Ishmerai carefully waded through the mess that was the living room. He walked around the pile of spent matches and the singed carpet, thinking what a great idea it had been to ward the house so thoroughly against fire. He wondered how angry Jewell was that she had been unable to burn it all down. He nudged empty bottles of alcohol out of his way, stepping over her discarded shoes, accessories, and blood-stained dresses.

Between the two couches (bereft of their cushions and covered with the entirety of the Faerie’s wardrobe) was his lady’s newly appointed living quarters. Having stolen cushions and blankets from different parts of the house, she had formed a fortress (much like a child would) on the floor to serve as her bed, her mop of blue hair currently sticking out the one side. Within easy reach were half-full bottles of alcohol. He crouched carefully next to her head, setting aside the items for bribery he had brought with him. “Mira, wake up.” He shook her shoulder gently, still unsure about the extent of her injuries. How she managed to use such extensive glamour in this city of iron and with her body so weak, he couldn’t imagine.

“Mrmrmm,” she grumbled, opening her eyes and wincing as if the midafternoon sun was painful (it was since she was that hungover).

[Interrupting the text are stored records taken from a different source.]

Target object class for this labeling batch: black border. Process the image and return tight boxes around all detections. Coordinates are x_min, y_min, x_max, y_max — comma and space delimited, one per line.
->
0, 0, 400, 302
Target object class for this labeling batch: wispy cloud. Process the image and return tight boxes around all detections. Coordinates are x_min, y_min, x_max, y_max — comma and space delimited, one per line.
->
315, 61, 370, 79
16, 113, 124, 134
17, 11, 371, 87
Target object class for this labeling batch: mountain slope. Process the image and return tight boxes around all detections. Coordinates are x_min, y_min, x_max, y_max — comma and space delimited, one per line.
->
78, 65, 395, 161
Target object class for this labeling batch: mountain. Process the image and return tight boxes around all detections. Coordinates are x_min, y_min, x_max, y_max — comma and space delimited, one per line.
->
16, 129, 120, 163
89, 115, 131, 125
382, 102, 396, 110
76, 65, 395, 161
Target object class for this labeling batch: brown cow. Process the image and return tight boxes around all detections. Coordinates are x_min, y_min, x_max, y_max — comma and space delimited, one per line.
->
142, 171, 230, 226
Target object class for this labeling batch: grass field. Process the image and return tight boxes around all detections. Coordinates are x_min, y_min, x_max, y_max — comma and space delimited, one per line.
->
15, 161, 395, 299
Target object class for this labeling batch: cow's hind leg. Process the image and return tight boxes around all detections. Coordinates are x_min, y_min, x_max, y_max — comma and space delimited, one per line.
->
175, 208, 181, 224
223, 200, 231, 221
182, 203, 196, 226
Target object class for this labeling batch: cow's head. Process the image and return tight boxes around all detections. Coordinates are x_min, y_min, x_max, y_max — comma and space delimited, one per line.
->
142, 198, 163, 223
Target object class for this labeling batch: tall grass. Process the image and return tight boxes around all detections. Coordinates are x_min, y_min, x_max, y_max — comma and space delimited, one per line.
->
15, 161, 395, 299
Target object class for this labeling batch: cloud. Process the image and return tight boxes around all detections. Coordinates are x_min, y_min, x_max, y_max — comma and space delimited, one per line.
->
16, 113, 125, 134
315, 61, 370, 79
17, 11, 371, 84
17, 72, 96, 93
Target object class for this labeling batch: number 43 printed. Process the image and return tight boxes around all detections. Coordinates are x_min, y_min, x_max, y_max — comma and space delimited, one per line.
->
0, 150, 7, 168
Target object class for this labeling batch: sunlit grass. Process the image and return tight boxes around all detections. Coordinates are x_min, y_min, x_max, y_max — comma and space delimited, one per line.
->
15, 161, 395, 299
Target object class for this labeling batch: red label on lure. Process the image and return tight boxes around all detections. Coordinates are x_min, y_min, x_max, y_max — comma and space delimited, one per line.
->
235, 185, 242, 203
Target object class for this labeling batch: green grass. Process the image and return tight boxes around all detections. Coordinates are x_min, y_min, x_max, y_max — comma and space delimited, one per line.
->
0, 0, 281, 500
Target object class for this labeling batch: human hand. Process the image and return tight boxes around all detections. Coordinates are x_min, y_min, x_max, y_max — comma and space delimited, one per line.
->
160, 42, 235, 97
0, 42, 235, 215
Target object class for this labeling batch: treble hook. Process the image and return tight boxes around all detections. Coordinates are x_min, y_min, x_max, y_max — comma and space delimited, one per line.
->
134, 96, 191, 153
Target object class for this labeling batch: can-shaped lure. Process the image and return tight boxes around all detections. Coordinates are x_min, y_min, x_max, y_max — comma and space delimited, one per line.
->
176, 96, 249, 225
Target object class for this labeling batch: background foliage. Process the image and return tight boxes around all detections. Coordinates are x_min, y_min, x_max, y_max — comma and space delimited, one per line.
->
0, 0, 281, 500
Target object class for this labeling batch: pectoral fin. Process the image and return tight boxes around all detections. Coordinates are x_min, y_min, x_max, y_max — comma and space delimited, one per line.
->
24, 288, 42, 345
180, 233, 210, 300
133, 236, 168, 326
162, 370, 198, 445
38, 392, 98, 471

When her red-rimmed, grey eyes focused in on her knight, she scowled and threw her arm over her face. “What are you still doing here?” She hadn’t seen the knight since she had left him outside Adam’s the other night. “I thought you left. I told you to go.”

“I heard about your friend Taneth.” Her body went rigid, and the lack of verbal response was telling. “I am sorry, Mira. I know you cared for her.”

She let her arm fall away only when she knew she could maintain her icy stare at her knight. “Yeah well, shit happens. But that doesn’t answer why you’re still here.”

“Jewell, what happened to that young woman is not your fault.” She rolled her eyes upwards, choosing to stare at the ceiling instead of at the fae. “Jewell…”

“What?” She snapped at him, finally sitting up even though every muscle in her body screamed at her, begging her not to move ever ever ever again. “What, Ishmerai? Is this why you’re here? To sit on the floor and tell me, ‘Don’t worry, Mira. Everything is going to be okay!’ Because guess what? It’s not! It’s not okay. My children are dead. Taneth is dead. At the rate I’m going, the body count I’ll be leaving behind me is going to be so high…” she couldn’t finish, her words sticking in her throat. She was asphyxiating, choking on the words, on death. Her breaths came in rapid, shallow gasps that weren’t capable of filling her lungs. Jewell shoved her hand into the pocket of her dress, wrapping her fingers around the razor blade hidden there until the sharp edge bit into her skin. It wasn’t enough.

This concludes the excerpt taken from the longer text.